Le duo bristolien Emptyset, composé de Paul Purgas et de James Ginzburg, n’en fint plus de déchaîner les avalanches de promesses et de superlatifs, et ce depuis ses débuts il y a un peu plus de cinq ans. En premier lieu supportés par les amateurs de techno aussi minimaliste que radicale, ils ont vu le spectre de leurs suiveurs s’engaillardir quand d’autres influences plus « rythmic noise » et « bass music » sont apparues. On les sait très proches de gens (diamétralement opposés) comme Roly Porter ou Chris Liebing et qu’on le veuille ou non, il est finalement assez surprenant, même si c’est très convenu aujourd’hui de ne pas s’en émouvoir, de les voir débarquer chez Raster-Noton. Le format court et très bien nommé Collapsed, sorti l’année dernière, ne laissait que peu de mystères sur ce qu’on pouvait attendre des deux gaziers. Et qu’on se le dise, l’oeuvre du jour est autrement plus subtile qu’une énième course sur les sentiers de la radicalité.
Dégager une force de frappe comparable à celle d’un Byetone tout en demeurant quasiment « beatless ». Jouer les chirurgiens du cut et de la fracture sans résonner présomptueux ou trop froidement violent (au sens très en vogue « cryogénique » du terme). Voilà le pari risqué mais très réussi par les deux britanniques. Avec aucune (ou presque) bassline métronomique à laquelle se raccrocher, ils créent ici un album terriblement bien construit et équlibré. Frontal, alliant la rigueur inhérente à toute musique répétitive et la complexité des réformateurs du pur et dur 4X4, Recur est surtout un disque dépourvu de la moindre concession.

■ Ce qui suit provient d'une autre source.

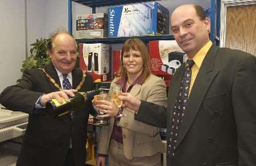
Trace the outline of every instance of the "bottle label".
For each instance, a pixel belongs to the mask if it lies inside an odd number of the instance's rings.
[[[57,100],[56,100],[55,98],[52,99],[52,101],[55,104],[55,105],[58,107],[59,106],[61,106],[62,105],[64,105],[64,103],[67,103],[67,101],[63,98],[61,98],[62,101],[63,101],[62,103],[60,103]]]

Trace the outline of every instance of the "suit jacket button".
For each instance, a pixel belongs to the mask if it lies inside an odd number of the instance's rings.
[[[217,111],[215,111],[213,113],[213,115],[214,115],[215,117],[218,117],[218,114],[219,114],[219,113]]]

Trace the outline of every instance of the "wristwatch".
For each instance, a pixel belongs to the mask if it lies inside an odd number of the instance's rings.
[[[43,109],[43,108],[45,108],[46,107],[44,106],[43,105],[42,105],[41,103],[41,98],[43,96],[43,95],[44,95],[44,94],[41,95],[39,98],[38,99],[38,101],[36,101],[36,102],[35,103],[35,107],[36,109]]]

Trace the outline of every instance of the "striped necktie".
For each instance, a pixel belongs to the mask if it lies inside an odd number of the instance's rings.
[[[191,81],[191,68],[194,64],[195,62],[192,60],[188,60],[186,62],[185,73],[174,105],[173,117],[171,119],[170,142],[168,145],[168,153],[171,157],[174,157],[178,131],[181,126],[182,117],[186,109]]]
[[[68,74],[62,73],[63,76],[63,81],[62,81],[62,85],[63,86],[63,89],[72,89],[72,86],[68,80],[67,76]]]

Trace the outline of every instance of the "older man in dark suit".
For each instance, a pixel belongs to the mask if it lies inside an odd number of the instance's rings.
[[[87,122],[94,113],[90,102],[57,118],[44,108],[51,99],[62,102],[77,91],[91,90],[92,78],[75,68],[76,41],[67,32],[52,35],[49,53],[51,63],[44,69],[26,70],[20,82],[0,96],[7,108],[29,114],[16,165],[85,165]]]
[[[167,128],[168,165],[256,165],[255,57],[212,44],[200,6],[177,7],[171,24],[188,61],[171,80],[167,109],[128,93],[119,97],[123,106]]]

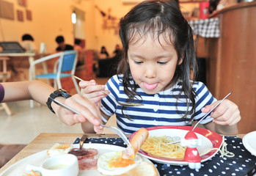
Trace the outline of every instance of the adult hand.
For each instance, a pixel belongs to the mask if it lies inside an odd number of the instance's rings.
[[[214,102],[202,108],[202,112],[207,113],[216,105],[219,100]],[[233,125],[241,120],[238,107],[233,102],[226,99],[216,107],[211,117],[213,118],[213,122],[220,125]]]
[[[60,97],[57,98],[65,105],[81,114],[75,114],[53,102],[52,107],[62,122],[67,125],[73,125],[76,123],[89,121],[93,125],[95,132],[103,131],[103,127],[100,125],[102,123],[100,111],[94,103],[78,94],[67,99]]]

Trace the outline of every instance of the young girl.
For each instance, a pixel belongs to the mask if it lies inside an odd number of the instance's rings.
[[[118,128],[126,133],[142,127],[191,125],[218,103],[202,82],[191,80],[197,69],[192,30],[175,1],[143,1],[121,19],[120,28],[125,50],[121,74],[106,87],[93,80],[79,83],[84,96],[95,103],[103,98],[103,121],[115,113]],[[119,101],[144,106],[123,108],[99,92],[105,88]],[[237,133],[240,119],[237,106],[225,100],[201,124],[218,133]],[[93,132],[88,124],[82,128]]]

Cet album se révèlera sans doute encore plus impressionnant chez ceux qui comme moi, ont déserté depuis déjà quelques temps les contrées purement techno ou « power noise indus ». Sans être une bête et méchante synthèse des deux, Recur revêt ses apparats de grand disque dans sa capacité à forger des alliages « harsh » et à la fois extrêmement soignés sans tomber dans l’écueil classique du tout compressé. De confondre la simpliste froideur avec la troublante pureté. Avec une maîtrise ahurissante et une bonne dose de discernement, chaque effusion, chaque secousse ou chaque blast, n’a pour autre vocation que de tracer des saignées dans des silences assommants.
On ne peut pas saluer la construction de l’album sur le fond sans revenir sur ces titres courts aux formes complexes à envisager individuellement. C’est quand même tout un art, et toute une démarche, que d’ériger des motifs extrêmement élaborés pour peu à peu les boursouffler jusqu’à l’implosion. Sans nihilisme contrefait (même si c’est définitivement dans l’air du temps) ou (im)posture, Emptyset envisage son art aussi bien dans l’avènement de l’architecture que dans son annihilation. Voilà qui a sans doute déjà voulu être fait, mais probablement pas aussi bien.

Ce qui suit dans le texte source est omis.